Black recomends replacing lxml with defusedxml
CommanderStorm opened this issue · 4 comments
event though we kind of trust the stuwerk, it is better to be save than sorry
Issue: [B410:blacklist] Using html to parse untrusted XML data is known to be vulnerable to XML attacks. Replace html with the equivalent defusedxml package.
Severity: Low Confidence: High
Location: src/menu_parser.py:19
More Info: https://bandit.readthedocs.io/en/latest/blacklists/blacklist_imports.html#b410-import-lxml
18 import requests
19 from lxml import html
Is this still relevant?
I looked into it a bit, and noticed, that the lxml package of defusedxml (as recommended in the comment) is deprecated. https://pypi.org/project/defusedxml/#defusedxml-lxml
So as far as I see it, a replacement would require to rewrite the parser?

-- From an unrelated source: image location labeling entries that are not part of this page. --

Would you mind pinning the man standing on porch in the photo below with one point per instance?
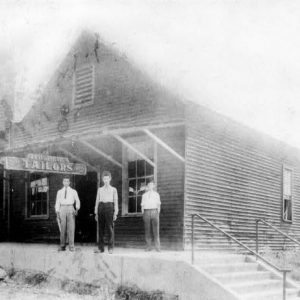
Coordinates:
(64, 207)
(151, 209)
(106, 211)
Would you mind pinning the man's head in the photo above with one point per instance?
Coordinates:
(66, 181)
(151, 185)
(106, 177)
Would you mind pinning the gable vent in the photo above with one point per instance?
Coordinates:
(84, 86)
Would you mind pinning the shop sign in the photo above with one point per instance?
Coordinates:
(43, 163)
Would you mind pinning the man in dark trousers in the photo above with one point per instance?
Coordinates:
(106, 211)
(151, 209)
(66, 199)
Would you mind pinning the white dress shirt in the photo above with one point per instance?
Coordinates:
(151, 200)
(107, 194)
(67, 196)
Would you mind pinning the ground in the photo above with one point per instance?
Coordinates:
(23, 285)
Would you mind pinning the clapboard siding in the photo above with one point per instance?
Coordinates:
(129, 231)
(233, 177)
(124, 97)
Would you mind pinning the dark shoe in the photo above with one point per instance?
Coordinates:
(99, 251)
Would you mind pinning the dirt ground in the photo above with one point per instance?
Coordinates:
(21, 285)
(18, 291)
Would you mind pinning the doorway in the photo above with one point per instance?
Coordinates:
(86, 228)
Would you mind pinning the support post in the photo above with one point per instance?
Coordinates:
(284, 285)
(98, 185)
(256, 248)
(193, 250)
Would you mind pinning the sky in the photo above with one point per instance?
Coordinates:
(239, 58)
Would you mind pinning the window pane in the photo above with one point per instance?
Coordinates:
(287, 210)
(287, 182)
(149, 179)
(139, 200)
(131, 205)
(141, 186)
(132, 188)
(39, 208)
(44, 207)
(131, 169)
(141, 168)
(149, 169)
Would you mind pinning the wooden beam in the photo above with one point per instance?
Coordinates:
(68, 153)
(124, 142)
(163, 144)
(97, 150)
(121, 131)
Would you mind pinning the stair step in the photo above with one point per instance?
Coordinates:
(227, 267)
(274, 294)
(218, 258)
(243, 276)
(250, 286)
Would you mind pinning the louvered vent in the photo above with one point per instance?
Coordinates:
(84, 86)
(2, 118)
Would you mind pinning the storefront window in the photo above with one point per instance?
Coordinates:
(138, 172)
(287, 194)
(38, 195)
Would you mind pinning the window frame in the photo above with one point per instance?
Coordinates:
(288, 168)
(78, 106)
(125, 179)
(27, 185)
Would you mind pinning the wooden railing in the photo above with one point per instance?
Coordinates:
(258, 256)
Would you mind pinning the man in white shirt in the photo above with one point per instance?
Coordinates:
(66, 198)
(151, 209)
(106, 211)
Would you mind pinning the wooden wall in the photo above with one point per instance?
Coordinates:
(129, 230)
(124, 97)
(233, 177)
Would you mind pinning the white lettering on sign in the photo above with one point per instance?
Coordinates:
(44, 163)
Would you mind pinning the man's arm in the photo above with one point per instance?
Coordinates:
(97, 202)
(116, 203)
(77, 201)
(158, 203)
(57, 203)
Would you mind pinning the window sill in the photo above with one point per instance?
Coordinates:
(134, 215)
(288, 221)
(44, 217)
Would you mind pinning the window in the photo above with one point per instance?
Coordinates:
(38, 196)
(287, 194)
(83, 94)
(137, 172)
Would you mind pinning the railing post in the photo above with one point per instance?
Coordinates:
(256, 237)
(193, 239)
(284, 284)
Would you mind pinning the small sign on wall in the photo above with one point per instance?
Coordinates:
(43, 163)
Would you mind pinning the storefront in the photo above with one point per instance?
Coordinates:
(99, 112)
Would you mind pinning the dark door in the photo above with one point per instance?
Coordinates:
(86, 187)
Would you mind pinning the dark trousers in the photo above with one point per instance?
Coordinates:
(67, 223)
(105, 220)
(151, 220)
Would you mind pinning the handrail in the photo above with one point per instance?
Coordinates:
(284, 271)
(276, 229)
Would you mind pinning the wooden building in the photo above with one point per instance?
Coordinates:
(101, 110)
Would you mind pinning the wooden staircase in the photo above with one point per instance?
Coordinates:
(245, 277)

Or is there another option?
tiran/defusedxml#38 states, that the package is no longer nessesary, but will be availibele until a real fix is found, so probably still worth to keep subscribed on this issue.

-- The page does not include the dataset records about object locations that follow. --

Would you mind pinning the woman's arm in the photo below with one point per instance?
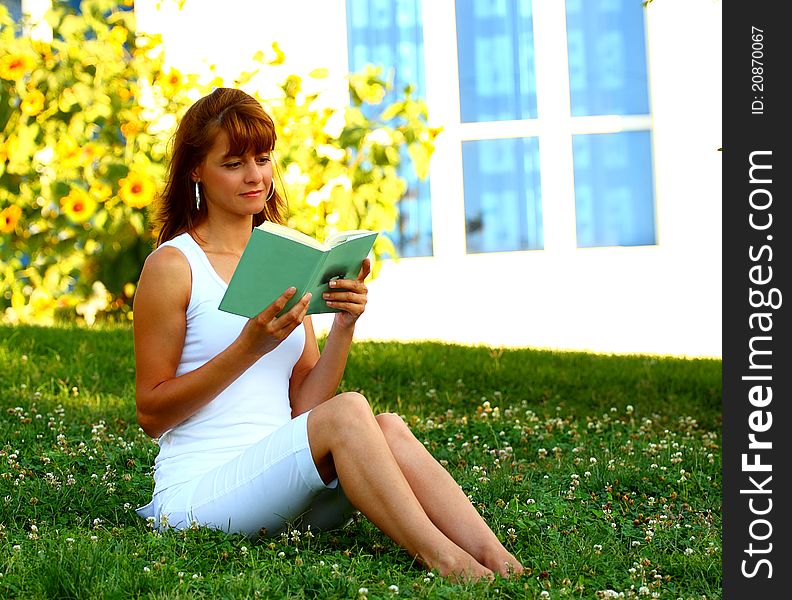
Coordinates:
(315, 378)
(164, 400)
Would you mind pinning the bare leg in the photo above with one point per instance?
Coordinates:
(347, 442)
(443, 500)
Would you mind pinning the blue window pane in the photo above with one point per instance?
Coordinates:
(503, 206)
(614, 189)
(497, 79)
(607, 57)
(389, 33)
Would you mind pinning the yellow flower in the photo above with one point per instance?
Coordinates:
(33, 103)
(118, 35)
(15, 66)
(9, 217)
(68, 151)
(78, 205)
(170, 83)
(137, 190)
(100, 190)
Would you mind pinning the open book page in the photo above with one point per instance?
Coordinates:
(292, 234)
(336, 238)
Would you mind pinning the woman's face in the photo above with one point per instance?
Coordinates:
(235, 184)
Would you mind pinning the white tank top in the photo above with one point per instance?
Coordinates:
(249, 409)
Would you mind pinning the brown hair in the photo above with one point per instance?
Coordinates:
(248, 127)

the lxml-FAQ has some recomendations, on how to avert the size/compute-blowup vulnerabilities, but does not seem to specific on how to secure the html parsing ability we use from this library.
https://lxml.de/FAQ.html#how-do-i-use-lxml-safely-as-a-web-service-endpoint
I have not researched, if the html parsing of lxml is also vulnerable to these kinds of attacks.
May be fixed now? lxml is apparently safe
Good catch, thanks 👍